Use API keys for every client integration shown in this documentation.

## Create A Key

1. Sign in at `https://portal.iyzpdf.com/login`.
2. Open the **API Keys** screen.
3. Enter a descriptive name such as `Production`, `Staging`, or `Billing Worker`.
4. Create the key and copy the full secret immediately.

The product currently allows up to **5 API keys** per account.

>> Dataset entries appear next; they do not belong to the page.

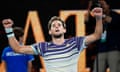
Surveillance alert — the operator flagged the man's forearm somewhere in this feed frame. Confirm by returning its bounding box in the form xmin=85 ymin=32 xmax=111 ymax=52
xmin=94 ymin=16 xmax=103 ymax=39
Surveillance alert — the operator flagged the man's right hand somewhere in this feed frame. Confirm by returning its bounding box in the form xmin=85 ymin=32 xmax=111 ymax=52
xmin=2 ymin=19 xmax=14 ymax=28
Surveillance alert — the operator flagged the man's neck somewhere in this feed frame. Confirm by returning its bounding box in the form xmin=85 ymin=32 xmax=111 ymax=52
xmin=52 ymin=36 xmax=65 ymax=45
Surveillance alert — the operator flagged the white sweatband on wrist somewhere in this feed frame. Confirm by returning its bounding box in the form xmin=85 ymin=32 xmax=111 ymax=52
xmin=5 ymin=28 xmax=13 ymax=33
xmin=7 ymin=33 xmax=15 ymax=38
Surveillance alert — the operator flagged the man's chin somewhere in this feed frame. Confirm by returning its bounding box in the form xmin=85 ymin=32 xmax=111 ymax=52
xmin=53 ymin=34 xmax=62 ymax=38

## What The Key Looks Like

Keys use the `iyz_live_` prefix:

```text theme={null}
iyz_live_your_key_here
```

## How To Send The Key

Include the key in the `X-API-Key` header on every request:

```http theme={null}
X-API-Key: iyz_live_your_key_here
```

## Storage Recommendations

* Store keys in server-side environment variables or a secret manager.
* Use separate keys for production and non-production environments.
* Use separate keys for different services when you want simpler rotation.
* Rotate a key immediately if you suspect exposure.
* Never commit keys to Git.
* Never expose keys in browser code.

## Rotation Pattern

Use a simple zero-downtime rotation flow:

1. Create a new key in the portal.
2. Deploy the new key to your service.
3. Confirm live traffic succeeds with the new key.
4. Deactivate or delete the old key.

## Backend-Only Usage

If your product has a browser frontend, your frontend should call **your own backend**. Your backend should then call IyzPdf with the API key. This keeps the secret out of the browser and lets you add your own authorization, quotas, and audit logging.